Accounting is affected by environmental pressures on the business. Initially, there are pressures felt in external reporting, but environmental issues cannot be dealt with solely through this disclosure. Environmental issues need to be managed before they can be reported on, and this requires changes to management accounting systems.

Many businesses overestimate the cost and underestimate the benefits of improving environmental practices. Management accounting techniques can distort and misrepresent environmental issues, leading to managers making decisions that are bad for businesses and bad for the environment.

This leads to a failure to enhance customer value, while increasing the risk profile of investments and other decisions with long-term consequences.
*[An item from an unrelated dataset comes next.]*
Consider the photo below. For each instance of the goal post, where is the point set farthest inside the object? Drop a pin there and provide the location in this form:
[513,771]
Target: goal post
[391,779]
For management accounting to contribute to improving the environmental performance of organisations, it has to change. Environmental Management Accounting (EMA) is an attempt to integrate best management accounting thinking and practice with best environmental management thinking and practice.

Businesses in the Caribbean have had to adjust to government policies to address environmental concerns. In a bid to continue to position itself as one of the world's most green-focused countries, Guyana banned the importation and use of polystyrene foam such as Styrofoam earlier this year. Styrofoam waste makes up about 2-5 per cent of the waste stream in Guyana, and is primarily used in the food service industry.
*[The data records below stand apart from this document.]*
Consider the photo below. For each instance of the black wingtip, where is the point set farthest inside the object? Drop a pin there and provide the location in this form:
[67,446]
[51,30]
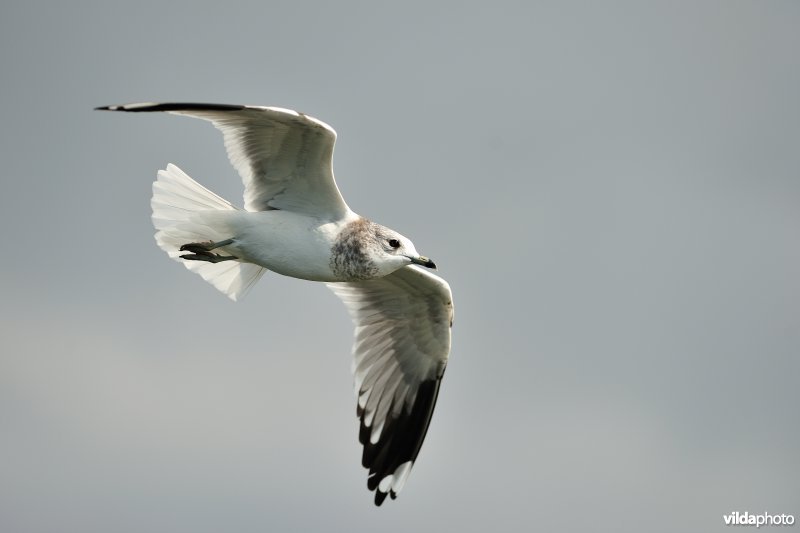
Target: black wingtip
[146,107]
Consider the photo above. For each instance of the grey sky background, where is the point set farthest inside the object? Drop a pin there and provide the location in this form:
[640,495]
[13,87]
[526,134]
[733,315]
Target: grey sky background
[611,188]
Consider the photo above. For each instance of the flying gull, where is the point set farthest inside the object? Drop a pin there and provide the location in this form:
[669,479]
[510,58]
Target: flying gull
[296,223]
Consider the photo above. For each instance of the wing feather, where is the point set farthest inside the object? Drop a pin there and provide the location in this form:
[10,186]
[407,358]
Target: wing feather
[402,342]
[285,158]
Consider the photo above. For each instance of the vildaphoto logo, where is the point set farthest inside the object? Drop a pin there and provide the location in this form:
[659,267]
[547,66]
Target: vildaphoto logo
[764,519]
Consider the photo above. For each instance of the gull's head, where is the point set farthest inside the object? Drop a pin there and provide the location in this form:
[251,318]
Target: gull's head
[365,250]
[395,250]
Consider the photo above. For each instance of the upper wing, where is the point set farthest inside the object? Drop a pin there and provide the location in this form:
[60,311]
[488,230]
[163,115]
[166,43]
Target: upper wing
[284,157]
[402,342]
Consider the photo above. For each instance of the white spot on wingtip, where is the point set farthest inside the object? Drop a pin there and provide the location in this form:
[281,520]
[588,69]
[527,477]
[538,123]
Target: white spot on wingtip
[401,475]
[283,110]
[376,433]
[385,483]
[320,123]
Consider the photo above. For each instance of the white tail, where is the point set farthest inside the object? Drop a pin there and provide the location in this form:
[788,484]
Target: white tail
[179,204]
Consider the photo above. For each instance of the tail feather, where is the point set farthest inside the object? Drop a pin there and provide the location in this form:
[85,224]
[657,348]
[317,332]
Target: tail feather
[184,212]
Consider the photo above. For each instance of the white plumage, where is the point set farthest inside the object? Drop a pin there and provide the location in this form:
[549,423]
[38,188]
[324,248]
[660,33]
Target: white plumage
[296,223]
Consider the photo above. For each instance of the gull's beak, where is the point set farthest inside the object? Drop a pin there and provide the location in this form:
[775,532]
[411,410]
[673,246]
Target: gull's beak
[422,260]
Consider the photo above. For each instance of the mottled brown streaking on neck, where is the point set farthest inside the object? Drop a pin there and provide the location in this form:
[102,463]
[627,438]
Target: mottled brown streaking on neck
[349,258]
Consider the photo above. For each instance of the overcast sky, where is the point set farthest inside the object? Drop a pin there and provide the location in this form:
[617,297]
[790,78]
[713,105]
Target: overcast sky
[612,190]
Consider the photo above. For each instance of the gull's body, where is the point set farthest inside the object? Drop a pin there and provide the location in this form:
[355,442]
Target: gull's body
[296,223]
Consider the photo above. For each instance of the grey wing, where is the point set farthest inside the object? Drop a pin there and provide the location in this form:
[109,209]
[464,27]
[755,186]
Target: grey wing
[402,342]
[284,157]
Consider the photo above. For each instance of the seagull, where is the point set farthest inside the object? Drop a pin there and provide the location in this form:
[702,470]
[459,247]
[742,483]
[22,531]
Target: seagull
[296,223]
Guyana's Department of Natural Resources and the Environment has already begun implementing serious measures to address waste management and promote biodegradable materials.

Most recently, cosmetics giants have been in the spotlight as governments in the US and UK move towards banning the use of microbeads in their products. Microbeads are tiny pieces of plastic that have been used to remove dry cells from the surface of the skin. However, studies have found that they are tiny enough to pass through water filtration plants and therefore end up in lakes and rivers. This contributes to the growing amount of plastic waste in the ocean that is entering the food chain and harming fish and other marine life.
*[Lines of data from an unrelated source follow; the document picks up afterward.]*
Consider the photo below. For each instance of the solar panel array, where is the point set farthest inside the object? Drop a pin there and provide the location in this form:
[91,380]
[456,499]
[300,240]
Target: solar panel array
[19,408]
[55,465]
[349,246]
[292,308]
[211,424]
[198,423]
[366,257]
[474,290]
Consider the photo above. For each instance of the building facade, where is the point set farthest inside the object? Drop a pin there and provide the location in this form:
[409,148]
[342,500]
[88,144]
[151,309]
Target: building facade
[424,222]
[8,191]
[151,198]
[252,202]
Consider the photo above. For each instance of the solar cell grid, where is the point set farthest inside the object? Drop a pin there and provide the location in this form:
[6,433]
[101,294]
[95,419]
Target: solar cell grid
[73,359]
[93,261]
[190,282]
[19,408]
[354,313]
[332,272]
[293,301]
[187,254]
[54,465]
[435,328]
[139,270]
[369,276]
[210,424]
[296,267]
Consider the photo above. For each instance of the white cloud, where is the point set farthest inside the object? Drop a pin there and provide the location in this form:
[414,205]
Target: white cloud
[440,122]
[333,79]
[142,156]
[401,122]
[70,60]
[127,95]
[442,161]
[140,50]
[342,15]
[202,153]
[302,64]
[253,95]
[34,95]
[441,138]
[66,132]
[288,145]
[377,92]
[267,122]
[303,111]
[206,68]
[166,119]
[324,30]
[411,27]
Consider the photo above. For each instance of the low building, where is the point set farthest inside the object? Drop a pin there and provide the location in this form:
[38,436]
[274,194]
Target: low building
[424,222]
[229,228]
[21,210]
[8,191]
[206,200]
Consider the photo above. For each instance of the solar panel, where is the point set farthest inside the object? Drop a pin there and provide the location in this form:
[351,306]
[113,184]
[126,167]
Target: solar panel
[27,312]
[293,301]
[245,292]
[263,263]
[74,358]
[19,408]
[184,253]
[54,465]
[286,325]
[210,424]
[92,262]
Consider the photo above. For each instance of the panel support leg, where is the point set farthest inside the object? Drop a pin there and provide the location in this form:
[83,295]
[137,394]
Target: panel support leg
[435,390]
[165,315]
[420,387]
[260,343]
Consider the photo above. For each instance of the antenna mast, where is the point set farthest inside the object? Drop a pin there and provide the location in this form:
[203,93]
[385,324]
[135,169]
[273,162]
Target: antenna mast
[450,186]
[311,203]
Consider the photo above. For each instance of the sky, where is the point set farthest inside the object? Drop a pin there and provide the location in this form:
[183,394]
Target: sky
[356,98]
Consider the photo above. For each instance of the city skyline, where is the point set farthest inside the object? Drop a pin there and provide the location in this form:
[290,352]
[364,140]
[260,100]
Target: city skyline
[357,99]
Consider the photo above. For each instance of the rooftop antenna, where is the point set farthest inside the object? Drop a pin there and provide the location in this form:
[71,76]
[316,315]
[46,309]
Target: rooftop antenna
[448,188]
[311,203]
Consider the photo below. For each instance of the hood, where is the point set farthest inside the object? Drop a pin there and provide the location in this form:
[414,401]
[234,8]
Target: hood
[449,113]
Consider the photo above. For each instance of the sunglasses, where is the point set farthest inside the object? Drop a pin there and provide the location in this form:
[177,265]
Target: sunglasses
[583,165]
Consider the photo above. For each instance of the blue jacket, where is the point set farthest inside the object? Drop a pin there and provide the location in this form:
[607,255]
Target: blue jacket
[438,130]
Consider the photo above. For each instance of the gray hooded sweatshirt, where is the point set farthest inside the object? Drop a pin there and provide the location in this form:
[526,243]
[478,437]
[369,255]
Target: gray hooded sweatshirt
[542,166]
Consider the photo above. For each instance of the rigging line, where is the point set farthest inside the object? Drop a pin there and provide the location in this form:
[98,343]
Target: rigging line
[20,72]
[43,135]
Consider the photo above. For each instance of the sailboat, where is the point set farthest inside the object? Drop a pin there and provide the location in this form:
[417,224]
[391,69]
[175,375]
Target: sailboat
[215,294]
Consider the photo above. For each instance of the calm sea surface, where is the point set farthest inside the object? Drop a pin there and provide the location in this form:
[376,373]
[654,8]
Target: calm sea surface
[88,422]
With mounting criticism about using microbeads in beauty products, many brands have begun phasing out their use in response, although an official ban is not yet in place. L'Oreal has said it will be looking for natural alternatives (for example, mineral particles or fruit seeds that can provide safety and the same effectiveness as before. This, of course, will have an impact on their product innovations.

The pursuit of environmental quality management via the development of an Environmental Management System (EMS) can only be achieved if 'environmental audit' is a concomitant feature of such a system. In this respect the organisation becomes self-regulating, and the undertaking of environmental audits on a regular basis provides the platform for organisations to adopt a self-critical and analytical posture as part of their routine organisational management processes.

Organisations should be striving to achieve an integrated environmental strategy underpinned by the same type of culture that is required for the successful operation of a programme of total quality management (TQM).

EMS and TQM share the focus upon 'continuous improvement' and the pursuit of excellence.

Such organisations pursue objectives that may include zero complaints, zero spills, zero pollution, zero waste and zero accidents. Information systems need to be able to support such environmental objectives via the provision of feedback — on the success or otherwise — of the organisational efforts in achieving such objectives.

This approach to environmental quality management requires the development of environmental performance measures and indicators that will enable a comprehensive review of environmental performance to be undertaken.

Many — if not all — total quality management accounting techniques can be modified and effectively adopted to help manage environmental issues.

Vintoria Bernard, a former ICAJ president, is the managing partner of VB Chartered Accountants, and has been in practice since 1991.